Because the developers of various APIs and programs failed to take into account the future proofing of their underlying systems, huge problems launched after the year rolled over.

As an API developer, you can’t read the future — but you can make projections. Ensure the known future issues will be easily rectified, or at the very least, don’t adopt shortcuts if they will make future revisions more difficult.

4: Avoid Dependencies

Dependencies are great tools for API providers wishing to extend the usability of their software. Unfortunately, many API providers and developers don’t use them for extensibility, but instead for basic functionality.

It is very daunting to consider using a pre-formed solution for your mail handling or error reporting systems, but it incurs a cost. When the future comes, and you need a better solution, just how integrated a third party solution is, and how much of your internal code depends on it, will determine how efficiently and effectively you can upgrade the source.

That’s not to say that dependencies should be avoided — more accurately, avoid using dependencies as a crutch, and code failover solutions for when these dependencies fail. In networking, there is a concept called “fail open” — when a security door to a network closet is equipped with a biometric scanner that fails, it fails open rather than continues to stay locked, so that people can get in and out in an emergency.

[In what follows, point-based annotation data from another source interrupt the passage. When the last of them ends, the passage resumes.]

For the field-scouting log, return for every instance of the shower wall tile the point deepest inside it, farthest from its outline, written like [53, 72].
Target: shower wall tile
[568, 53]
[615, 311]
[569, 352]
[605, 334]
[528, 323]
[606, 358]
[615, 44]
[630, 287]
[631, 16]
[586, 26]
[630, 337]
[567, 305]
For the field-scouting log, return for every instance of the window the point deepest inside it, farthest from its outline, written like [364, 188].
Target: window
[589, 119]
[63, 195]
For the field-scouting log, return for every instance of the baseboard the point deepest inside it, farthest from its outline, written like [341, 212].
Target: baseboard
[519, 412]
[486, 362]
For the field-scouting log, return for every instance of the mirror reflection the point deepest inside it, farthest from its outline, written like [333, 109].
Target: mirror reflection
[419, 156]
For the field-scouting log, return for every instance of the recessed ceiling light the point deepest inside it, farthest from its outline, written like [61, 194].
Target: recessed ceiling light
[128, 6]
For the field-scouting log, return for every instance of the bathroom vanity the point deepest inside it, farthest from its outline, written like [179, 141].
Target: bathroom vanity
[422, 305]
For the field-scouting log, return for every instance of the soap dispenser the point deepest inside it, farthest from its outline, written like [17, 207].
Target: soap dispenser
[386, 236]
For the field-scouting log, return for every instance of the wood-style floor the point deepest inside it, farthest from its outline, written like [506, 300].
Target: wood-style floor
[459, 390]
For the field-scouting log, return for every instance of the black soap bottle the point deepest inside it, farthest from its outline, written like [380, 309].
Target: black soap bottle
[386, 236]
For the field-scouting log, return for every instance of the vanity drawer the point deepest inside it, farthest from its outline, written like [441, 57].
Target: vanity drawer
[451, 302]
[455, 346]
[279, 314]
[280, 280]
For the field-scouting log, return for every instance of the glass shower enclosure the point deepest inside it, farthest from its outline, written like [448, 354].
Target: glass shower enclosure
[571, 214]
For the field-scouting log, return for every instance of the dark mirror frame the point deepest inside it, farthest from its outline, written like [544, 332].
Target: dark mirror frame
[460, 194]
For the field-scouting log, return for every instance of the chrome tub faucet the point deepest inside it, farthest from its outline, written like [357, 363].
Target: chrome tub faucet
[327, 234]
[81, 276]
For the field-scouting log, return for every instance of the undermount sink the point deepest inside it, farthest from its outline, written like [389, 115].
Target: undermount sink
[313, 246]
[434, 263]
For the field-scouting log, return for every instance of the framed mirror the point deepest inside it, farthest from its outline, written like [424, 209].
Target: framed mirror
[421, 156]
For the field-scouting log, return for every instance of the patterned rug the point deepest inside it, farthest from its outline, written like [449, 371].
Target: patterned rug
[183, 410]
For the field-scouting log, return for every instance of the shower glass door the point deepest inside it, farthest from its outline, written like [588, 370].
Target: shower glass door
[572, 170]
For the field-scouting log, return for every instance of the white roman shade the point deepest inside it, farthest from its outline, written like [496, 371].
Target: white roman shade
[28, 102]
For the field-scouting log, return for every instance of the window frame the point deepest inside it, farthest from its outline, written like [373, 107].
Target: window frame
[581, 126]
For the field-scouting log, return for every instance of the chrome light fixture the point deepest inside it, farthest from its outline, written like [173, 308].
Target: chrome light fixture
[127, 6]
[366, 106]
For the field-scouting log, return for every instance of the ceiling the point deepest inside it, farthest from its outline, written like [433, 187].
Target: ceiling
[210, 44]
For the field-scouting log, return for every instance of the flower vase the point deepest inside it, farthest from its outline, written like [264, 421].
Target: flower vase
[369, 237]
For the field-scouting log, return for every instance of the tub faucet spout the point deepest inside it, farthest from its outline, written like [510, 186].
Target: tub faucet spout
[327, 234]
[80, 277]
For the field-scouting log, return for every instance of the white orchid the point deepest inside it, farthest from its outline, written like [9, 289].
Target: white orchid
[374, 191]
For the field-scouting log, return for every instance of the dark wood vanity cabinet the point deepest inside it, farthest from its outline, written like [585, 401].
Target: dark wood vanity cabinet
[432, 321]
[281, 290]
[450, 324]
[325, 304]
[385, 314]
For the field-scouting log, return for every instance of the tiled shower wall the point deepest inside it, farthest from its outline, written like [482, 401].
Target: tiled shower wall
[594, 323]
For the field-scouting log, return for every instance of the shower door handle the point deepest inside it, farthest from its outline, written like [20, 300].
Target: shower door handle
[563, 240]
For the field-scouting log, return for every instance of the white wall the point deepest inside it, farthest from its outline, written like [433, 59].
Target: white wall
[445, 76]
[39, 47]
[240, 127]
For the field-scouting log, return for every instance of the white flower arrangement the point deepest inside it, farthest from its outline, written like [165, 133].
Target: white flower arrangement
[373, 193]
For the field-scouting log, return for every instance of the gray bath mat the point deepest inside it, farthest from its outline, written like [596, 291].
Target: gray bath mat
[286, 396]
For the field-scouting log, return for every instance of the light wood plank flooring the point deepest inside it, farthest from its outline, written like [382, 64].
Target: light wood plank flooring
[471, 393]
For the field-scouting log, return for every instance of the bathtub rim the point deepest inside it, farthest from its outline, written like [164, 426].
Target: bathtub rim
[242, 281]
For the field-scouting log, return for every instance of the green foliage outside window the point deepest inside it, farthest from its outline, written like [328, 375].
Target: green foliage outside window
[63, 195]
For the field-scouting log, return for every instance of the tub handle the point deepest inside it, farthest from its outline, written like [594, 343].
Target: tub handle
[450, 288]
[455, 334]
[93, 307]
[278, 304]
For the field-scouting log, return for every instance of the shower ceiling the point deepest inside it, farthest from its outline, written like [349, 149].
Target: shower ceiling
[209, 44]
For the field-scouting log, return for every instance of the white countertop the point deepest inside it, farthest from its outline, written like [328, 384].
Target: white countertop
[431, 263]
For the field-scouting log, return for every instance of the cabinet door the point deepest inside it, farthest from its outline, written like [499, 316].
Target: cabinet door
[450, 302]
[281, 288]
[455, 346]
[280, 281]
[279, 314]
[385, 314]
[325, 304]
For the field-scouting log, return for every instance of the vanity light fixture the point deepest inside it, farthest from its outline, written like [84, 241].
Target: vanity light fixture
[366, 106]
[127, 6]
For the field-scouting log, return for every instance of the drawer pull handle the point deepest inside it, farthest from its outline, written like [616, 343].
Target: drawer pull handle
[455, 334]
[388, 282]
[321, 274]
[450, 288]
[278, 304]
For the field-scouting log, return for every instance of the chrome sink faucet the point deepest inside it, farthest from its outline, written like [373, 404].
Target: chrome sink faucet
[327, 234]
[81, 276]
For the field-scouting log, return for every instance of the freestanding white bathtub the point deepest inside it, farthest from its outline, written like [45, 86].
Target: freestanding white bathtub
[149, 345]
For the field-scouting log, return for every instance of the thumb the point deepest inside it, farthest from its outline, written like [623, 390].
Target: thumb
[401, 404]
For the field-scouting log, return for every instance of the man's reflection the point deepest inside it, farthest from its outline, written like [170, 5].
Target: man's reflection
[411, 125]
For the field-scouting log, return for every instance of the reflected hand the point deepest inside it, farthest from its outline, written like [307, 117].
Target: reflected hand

The same is true here — it’s perfectly fine to use a third party solution, but have a backup plan for when it inevitably fails. For your API, even something as simple as having a feedback codebase with a failover that replies “we’re sorry, feedback servers are not available at this time” when your external feedback client fails is much more effective than returning error after error to your user.

Avoiding API dependencies when at all possible, and implementing backup solutions when not possible, creates an API that does what it must do even when what it depends on is unavailable. This creates a seamless and effective system for all users.

Conclusion

Thankfully, a good deal of the continual API development cycle is not one that is manual, as “continual development” suggests. While changes need to be made for new formats, functionalities, and so forth, successful initial development strategies and the general development culture will lead to ease of adaptation for the future.

Whatever is your situation, never forget — your API is never fully released. Keep that in mind, and use it as a development culture, and success will be easily won, and easily kept.